EDITO SUR LE MECONTENTEMENT DES FERMIERS

Répondre à la colère justifiée des agriculteurs avant qu’il ne soit trop tard

Action de protestation des agriculteurs devant les sièges des institutions européennes. BELGA

Après avoir pris leur mal en patience pendant des mois, les agriculteurs européens donnent de la voix et laissent éclater leur colère. Leur mobilisation qui a commencé en Allemagne a gagné la France et les Wallons s’apprêtent à leur emboîter le pas avec des barrages filtrants et des actions de sensibilisation de la population sur des ronds-points pour rallier les citoyens à leur cause. Des manifestants sont aussi observés en Pologne, en Roumanie, en Slovaquie, en Hongrie et en Bulgarie.

L’exaspération des producteurs européens qui grenouillaient dans les campagnes éclate désormais au grand jour. Elle est largement justifiée au regard des décisions prises au niveau européen et qui sont en total décalage par rapport aux réalités du vécu. Il y a, d’une part, l’amoncellement des démarches et des contrôles qui surcharge les agriculteurs de tâches administratives au point qu’ils n’arrivent plus à consacrer le temps nécessaire à leur mission première : produire des aliments pour nourrir les citoyens. D’autre part, le paradoxe de certaines décisions fait qu’aujourd’hui, il revient moins cher pour le citoyen d’acheter des produits importés plutôt que d’acheter localement. Conséquence, les agriculteurs produisent à perte si bien que, tout doucement la relève n’est pas assurée parce que la jeune génération déserte les fermes.

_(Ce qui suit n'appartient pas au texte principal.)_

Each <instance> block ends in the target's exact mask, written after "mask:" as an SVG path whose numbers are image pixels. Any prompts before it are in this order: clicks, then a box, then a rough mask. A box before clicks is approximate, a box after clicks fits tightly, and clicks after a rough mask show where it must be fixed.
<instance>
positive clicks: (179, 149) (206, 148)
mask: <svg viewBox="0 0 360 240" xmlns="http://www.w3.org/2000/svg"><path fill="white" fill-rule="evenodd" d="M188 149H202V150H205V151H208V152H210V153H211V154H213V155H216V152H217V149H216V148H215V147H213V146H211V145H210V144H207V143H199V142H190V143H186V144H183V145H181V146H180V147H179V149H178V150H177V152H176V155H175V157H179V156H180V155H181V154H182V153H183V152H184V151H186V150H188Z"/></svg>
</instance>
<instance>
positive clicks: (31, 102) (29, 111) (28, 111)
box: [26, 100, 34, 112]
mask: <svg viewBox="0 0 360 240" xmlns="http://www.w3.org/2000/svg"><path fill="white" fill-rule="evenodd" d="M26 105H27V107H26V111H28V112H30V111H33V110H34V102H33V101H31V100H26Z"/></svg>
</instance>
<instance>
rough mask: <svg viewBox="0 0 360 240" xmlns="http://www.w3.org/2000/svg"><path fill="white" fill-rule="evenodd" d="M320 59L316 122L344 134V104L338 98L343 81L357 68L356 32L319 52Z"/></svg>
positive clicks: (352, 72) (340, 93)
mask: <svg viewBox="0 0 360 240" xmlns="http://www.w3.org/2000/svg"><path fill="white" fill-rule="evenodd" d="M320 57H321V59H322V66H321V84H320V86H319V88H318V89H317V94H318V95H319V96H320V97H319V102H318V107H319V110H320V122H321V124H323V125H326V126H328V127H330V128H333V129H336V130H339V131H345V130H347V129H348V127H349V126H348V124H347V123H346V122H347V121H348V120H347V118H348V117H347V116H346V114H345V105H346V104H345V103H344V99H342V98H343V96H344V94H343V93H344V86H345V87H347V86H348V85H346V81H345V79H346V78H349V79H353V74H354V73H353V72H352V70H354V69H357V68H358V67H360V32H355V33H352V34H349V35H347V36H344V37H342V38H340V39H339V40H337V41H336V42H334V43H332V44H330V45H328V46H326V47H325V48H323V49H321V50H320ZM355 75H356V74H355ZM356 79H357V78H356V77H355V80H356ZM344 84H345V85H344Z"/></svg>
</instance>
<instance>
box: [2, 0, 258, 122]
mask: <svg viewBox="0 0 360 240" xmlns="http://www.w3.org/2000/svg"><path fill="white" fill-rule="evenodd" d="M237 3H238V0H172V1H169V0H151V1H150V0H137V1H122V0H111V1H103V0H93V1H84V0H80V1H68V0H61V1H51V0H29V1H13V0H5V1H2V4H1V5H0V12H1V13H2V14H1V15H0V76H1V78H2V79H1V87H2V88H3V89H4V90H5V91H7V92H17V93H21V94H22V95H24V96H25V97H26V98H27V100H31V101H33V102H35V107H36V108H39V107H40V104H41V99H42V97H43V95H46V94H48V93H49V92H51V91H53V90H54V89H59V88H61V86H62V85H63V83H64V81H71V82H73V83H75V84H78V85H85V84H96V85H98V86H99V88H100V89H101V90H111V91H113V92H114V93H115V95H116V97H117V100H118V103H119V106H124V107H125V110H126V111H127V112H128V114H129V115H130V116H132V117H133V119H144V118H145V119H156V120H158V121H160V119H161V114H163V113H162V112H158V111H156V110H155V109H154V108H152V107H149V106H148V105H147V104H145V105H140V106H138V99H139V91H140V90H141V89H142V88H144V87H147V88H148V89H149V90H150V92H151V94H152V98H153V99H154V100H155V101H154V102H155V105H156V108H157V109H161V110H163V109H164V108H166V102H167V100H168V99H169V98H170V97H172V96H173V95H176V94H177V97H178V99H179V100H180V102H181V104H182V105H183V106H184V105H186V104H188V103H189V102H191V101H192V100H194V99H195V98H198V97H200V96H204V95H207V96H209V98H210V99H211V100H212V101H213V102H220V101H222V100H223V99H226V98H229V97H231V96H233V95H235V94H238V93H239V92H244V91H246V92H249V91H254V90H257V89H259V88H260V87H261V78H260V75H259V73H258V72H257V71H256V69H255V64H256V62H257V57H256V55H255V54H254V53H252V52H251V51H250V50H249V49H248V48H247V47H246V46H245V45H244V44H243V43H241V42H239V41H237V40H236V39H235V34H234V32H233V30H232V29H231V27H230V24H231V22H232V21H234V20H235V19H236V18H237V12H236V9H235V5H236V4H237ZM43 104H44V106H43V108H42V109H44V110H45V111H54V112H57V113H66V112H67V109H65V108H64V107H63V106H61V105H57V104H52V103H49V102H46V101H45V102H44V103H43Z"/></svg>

Les calculs géopolitiques des dirigeants européens, obnubilés par l’intégration de nouveaux pays dans l’Union et ce, sans aucune consultation de la population, imposent une concurrence déloyale aux agriculteurs.

Les calculs géopolitiques des dirigeants européens, obnubilés par l’intégration de nouveaux pays dans l’Union communautaire et ce, sans aucune consultation de la population, imposent une concurrence déloyale aux agriculteurs. A titre d’exemple, l’Europe a ouvert ses frontières aux produits ukrainiens (céréales, poulets), sans quotas imposant aux agriculteurs une concurrence déloyale. Il y a également le bœuf argentin ou brésilien importé en Europe, alors qu’il est élevé pratiquement sans respect de normes sanitaires durables.

Les normes environnementales arrêtées au niveau européen dans le cadre du green deal (le pacte vert) sont la goutte d’eau qui a fait déborder le vase des agriculteurs confrontés à des obligations difficiles, voire impossibles à tenir. Ces décisions prises par des fonctionnaires européens sous la pression d’associations environnementalistes et sous couvert d’objectifs louables de protection de la nature ne tiennent pas, ou si peu, des propositions des agriculteurs. Or, qui mieux que ces derniers, est conscient du fait que dame nature finit toujours par avoir le dernier mot. Par conséquent, ils savent mieux que quiconque qu’il faut la préserver.

Les règles de la Politique agricole commune (PAC) ont transformé les agriculteurs en une variable d’ajustement sous perfusion de subsides européens qui leur sont versés tant pour produire moins, tantôt pour produire plus.

Il y a également les règles de la Politique agricole commune (PAC) qui ont transformé les agriculteurs en une variable d’ajustement sous perfusion de subsides européens qui leur sont versés tantôt pour produire moins, tantôt pour produire plus. Au final, la passion pour leur métier disparaît et ils deviennent des techniciens obligés de produire selon les desideratas des grands groupes agroalimentaires. Ils ne sont plus maîtres de leur destin. Ce nouveau modèle imposé aux agriculteurs depuis des années a généré une frustration qui est devenue intenable. D’autant plus qu’il nécessite des investissements coûteux obligeant les agriculteurs à s’endetter pour tenir le rythme.

Aujourd’hui, l’Europe donne l’impression de négliger ses agriculteurs alors qu’ils sont un maillon essentiel de la chaîne alimentaire et qu’ils nourrissent près de 500 millions de consommateurs que nous sommes.

Il est temps pour l’Europe de se ressaisir et d’écouter la colère des agriculteurs si elle veut assurer son autosuffisance alimentaire et réduire sa dépendance vis-à-vis des pays tiers où les productions échappent aux normes drastiques imposées aux agriculteurs/éleveurs européens.